# Series 3 Season Pass fail safe option



## terryfoster (Jul 21, 2003)

So if I understand correctly the S3 will allow for recording OTA ATSC, Cable NTSC, and Cable QAM. This _could_ give me the option to watch the same video from several different sources. For instance I could watch LOST in HD(DD5.1) from WKEF-DT 22.1, HD(DD2.0) from WCPO-DT 9.1, HD(DD2.0) WCPO-DT 909 (QAM), and SD from several sources, most reliably, SD(DD2.0) WCPO-TV 9/809(QAM).

What I would love to see is the ability to set up a season pass/wishlist for LOST and configure a priority list of stations to record from. So if my WKEF-DT signal is unreliable/non existent, TiVo would automatically switch channels midstream to 9.1, then 909, and then 9. Also, if possible, drop to a lower source option if the video stream is blank(all black) OR the audio is non-existent. Another great ability would be to automatically change sources if the picture is pillar-boxed (user selectable option OR automatic if the guide information notes the show as HD).

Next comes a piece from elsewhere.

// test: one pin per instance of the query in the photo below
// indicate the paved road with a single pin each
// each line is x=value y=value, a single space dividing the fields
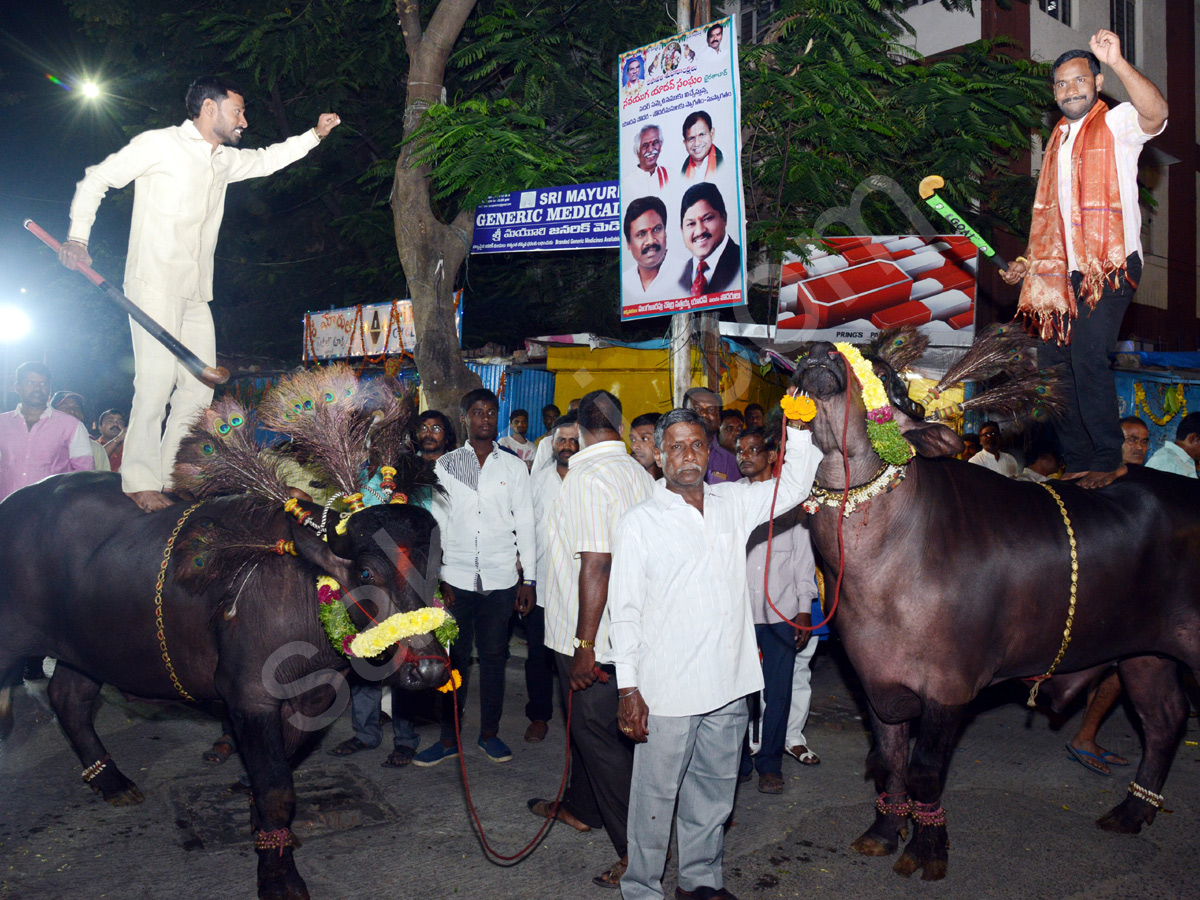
x=1020 y=814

This could be accomplished in a different number of ways.

There could be a master source priority, for instance "I want to record OTA, QAM, then NTSC Cable", This wouldn't solve multiple OTA/QAM sources though.
You could manage a priority for each content provider, "For ABC I want to record 22.1, 9.1, 909, 9."
You could manage a priority for each show, "For LOST I want to record 22.1, 9.1, 909, 9."

This would resolve the "Shoot, WKEF-DT didn't come in last night and we missed LOST" or "Shoot, WKEF-DT forgot to enable the HD feed or Dayton was under a weather warning and dropped to SD to provide weather information" problems that many HDTV users face with recordings.

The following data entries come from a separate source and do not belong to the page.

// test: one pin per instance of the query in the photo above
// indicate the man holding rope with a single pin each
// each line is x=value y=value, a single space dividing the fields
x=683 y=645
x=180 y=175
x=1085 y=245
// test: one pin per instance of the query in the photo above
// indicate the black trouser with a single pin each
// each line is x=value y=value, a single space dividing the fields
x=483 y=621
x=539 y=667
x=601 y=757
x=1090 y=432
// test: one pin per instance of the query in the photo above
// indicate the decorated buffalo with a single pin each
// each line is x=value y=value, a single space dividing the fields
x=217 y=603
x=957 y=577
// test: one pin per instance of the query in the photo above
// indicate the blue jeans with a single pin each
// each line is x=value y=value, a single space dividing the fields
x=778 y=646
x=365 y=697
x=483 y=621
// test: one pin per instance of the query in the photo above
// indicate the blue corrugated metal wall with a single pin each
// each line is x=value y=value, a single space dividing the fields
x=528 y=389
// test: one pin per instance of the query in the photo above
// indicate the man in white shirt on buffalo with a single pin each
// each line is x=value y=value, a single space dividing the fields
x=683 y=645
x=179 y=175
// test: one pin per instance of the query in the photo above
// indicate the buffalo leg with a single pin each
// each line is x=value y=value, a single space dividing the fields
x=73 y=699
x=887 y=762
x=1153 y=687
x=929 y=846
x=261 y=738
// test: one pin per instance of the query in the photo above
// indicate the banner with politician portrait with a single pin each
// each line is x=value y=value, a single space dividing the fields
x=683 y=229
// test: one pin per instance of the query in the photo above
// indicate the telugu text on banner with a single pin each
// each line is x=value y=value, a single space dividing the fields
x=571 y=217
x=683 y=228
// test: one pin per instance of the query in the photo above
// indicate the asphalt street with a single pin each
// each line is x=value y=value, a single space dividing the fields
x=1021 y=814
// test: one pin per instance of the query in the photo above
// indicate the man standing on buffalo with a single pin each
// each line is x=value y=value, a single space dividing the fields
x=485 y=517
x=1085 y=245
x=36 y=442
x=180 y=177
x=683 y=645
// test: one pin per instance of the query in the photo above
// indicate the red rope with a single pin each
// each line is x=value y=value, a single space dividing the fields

Cincinnati, like other areas, have program shifts like the "Bearcat Bounce" when University of Cincinnati plays basketball and shifts FOX's prime time lineup to 10pm-ish. This could possibly solve that issue as well since the shifted programs are not generally listed as an HDTV broadcast, the source priority would choose a different source if an HDTV broadcast was available.

I'm sure I didn't explain myself very well here and would like to discuss this further with anyone interested.


----------



## terryfoster (Jul 21, 2003)

Also, I know that dropping down the priority due to pillar-boxing would not be easy to detect, but do think that unreliable/non-existent signals would be easy to detect.


I'm still trying to figure out in my head how the channel line up will look like for TiVo with 9.1 being available via OTA ATSC and QAM.

UPDATE:
Maybe offer an advanced feature of condensing the channel line up to just display the source providers i.e. ABC, CBS, FOX, and then provide some sort of a virtual x.1 when the programming actually differs AND have the source priority work through that kind of a configuration.

(I'm sure your head hurts now from having to read my ramblings.)


----------